THIS funding announcement sounds nice, but may be less positive than the headline suggests. A cautious interpretation may be that the council may be given some money, not more than £10 million and not if the offer is later withdrawn.**

If the council does receive some money for this purpose, then it won't necessarily be spent in the way intended, especially given that this council now teeters on bankruptcy.

  1. The five-figure cost for the (controversial) street name change was un-budgeted, but the council let slip that it would be met from "existing budgets". We were never told which budget suffered the subtraction nor the cost of the (unnecessary) name-change. The subtext, is that budgets are more flexible than the council pretends. The street name-change cost may have been relatively minor, but there was a more relevant example involving larger sums during the pandemic:
  2. During the Covid crisis, the council were given a large sum for the purpose of improving cycling infrastructure in the Borough, but much or most of this was siphoned off for other purposes. The reduction in the effective sum available was visible in the 100m (only) stretch of Highways' cycle lane by the north-eastern side of Finsbury Park. For a long time, the lane was marked by one pole at each end. It has since been filled in with more poles but it serves to illustrate the reduction of funding available and Highways' chronic lack of regard for cyclists. (These poles offer similar protection as vertical paint).
  3. Haringey PR boasts that £10,000,000 is secured.
  4. ** Council PR previously bragged that they had "secured" multi-million pound funding from TfL for the Crouch End Liveable Neighbourhood Scheme. The scheme received so little support from the council—especially lacking from the previous Cabinet Member for Highways—that TfL then unsecured (withdrew) their offer. 
  5. Haringey Council's accounts are in terrible state.

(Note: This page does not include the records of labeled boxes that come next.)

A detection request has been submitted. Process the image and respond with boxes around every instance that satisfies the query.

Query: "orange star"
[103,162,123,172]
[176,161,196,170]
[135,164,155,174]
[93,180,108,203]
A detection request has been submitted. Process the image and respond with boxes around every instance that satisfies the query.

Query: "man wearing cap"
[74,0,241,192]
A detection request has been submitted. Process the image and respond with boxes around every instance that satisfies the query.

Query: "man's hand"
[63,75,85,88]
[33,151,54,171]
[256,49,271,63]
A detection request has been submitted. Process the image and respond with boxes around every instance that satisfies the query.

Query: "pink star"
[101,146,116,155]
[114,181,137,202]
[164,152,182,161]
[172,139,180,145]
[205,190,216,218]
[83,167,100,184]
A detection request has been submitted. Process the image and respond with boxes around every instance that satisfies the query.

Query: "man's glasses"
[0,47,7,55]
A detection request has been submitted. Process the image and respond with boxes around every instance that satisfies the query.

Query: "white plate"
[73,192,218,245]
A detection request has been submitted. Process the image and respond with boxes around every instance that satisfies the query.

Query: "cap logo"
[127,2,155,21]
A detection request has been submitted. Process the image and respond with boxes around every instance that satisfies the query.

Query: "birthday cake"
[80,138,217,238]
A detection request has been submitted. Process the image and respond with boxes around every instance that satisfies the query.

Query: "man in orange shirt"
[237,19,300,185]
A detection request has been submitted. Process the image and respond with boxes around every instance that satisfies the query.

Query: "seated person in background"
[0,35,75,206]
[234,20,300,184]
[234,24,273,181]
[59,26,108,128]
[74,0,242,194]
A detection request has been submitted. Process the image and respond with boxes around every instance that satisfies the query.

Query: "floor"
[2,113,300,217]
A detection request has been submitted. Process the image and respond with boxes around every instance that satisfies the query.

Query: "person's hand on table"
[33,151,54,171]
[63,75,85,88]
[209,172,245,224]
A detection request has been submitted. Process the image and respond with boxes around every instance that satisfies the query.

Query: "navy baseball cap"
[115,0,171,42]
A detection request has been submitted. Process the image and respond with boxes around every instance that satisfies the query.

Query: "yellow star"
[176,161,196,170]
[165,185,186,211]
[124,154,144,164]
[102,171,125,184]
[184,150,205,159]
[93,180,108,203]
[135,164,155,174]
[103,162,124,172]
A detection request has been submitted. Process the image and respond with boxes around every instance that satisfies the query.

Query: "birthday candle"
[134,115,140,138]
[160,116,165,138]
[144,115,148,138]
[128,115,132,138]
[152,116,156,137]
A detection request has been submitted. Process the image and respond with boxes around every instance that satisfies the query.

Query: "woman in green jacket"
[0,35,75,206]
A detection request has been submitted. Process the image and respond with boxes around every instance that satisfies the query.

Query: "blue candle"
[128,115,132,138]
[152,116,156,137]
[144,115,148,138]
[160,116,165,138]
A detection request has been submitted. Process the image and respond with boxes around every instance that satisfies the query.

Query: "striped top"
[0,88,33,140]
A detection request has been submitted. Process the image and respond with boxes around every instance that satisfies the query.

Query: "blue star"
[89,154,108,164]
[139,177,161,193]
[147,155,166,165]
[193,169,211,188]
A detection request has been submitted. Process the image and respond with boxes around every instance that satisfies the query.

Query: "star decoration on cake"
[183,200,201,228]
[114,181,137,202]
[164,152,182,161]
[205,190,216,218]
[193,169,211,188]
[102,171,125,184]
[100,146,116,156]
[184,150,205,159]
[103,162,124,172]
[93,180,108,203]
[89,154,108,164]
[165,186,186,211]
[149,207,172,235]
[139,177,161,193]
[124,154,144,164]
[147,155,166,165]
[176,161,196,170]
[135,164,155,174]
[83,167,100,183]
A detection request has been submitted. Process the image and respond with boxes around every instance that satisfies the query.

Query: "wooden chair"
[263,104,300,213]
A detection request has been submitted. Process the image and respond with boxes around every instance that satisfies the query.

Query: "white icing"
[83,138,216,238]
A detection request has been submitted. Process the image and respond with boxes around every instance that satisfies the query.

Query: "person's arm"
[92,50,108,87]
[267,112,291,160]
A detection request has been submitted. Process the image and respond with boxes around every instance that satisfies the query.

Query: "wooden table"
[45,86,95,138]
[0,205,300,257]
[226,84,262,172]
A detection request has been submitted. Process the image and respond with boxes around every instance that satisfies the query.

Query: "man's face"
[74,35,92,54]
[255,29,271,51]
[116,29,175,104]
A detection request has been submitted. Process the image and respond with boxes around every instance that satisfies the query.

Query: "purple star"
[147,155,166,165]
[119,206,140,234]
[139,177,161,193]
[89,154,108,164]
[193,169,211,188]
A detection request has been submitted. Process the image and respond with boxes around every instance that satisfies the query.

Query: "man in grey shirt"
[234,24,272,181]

Were such a sum to be provided, then it would be tempting to nibble at. Or take bites from.

I thought the Crouch End scheme was abandoned because it was a total disaster that completely gridlocked the area while outraging residents, and the council subsequently disowned the (now ex-) officers responsible for its creation on the mythical grounds that they’d failed to explain how wonderful it was to people stuck in traffic jams.

I'm told they've been hammered by the cost of social care. Care home fees have rocketed since the evil hedge funds got the claws into that sector, ditto vets. 

A bit old but good reporting as ever by Byline https://bylinetimes.com/2021/09/08/the-great-social-care-gold-rush-...

Haringey funds have also been hammered by the council's own sledgehammer:

The Leader won't go into detail about the eight-figure sum they lent to a business some time ago that they have not yet recovered, another the eight-figure sum lost on property* wheeling and dealing and of course, normal council waste.

*i.e. the background to my information rights Tribunal case where council conduct may be now be considered at the Court's Upper Tier Tribunal. The council went to extreme lengths to conceal information from the public.

(N.B. I'm ready and willing to lavish praise on Haringey Council and will do so at the first significant available opportunity)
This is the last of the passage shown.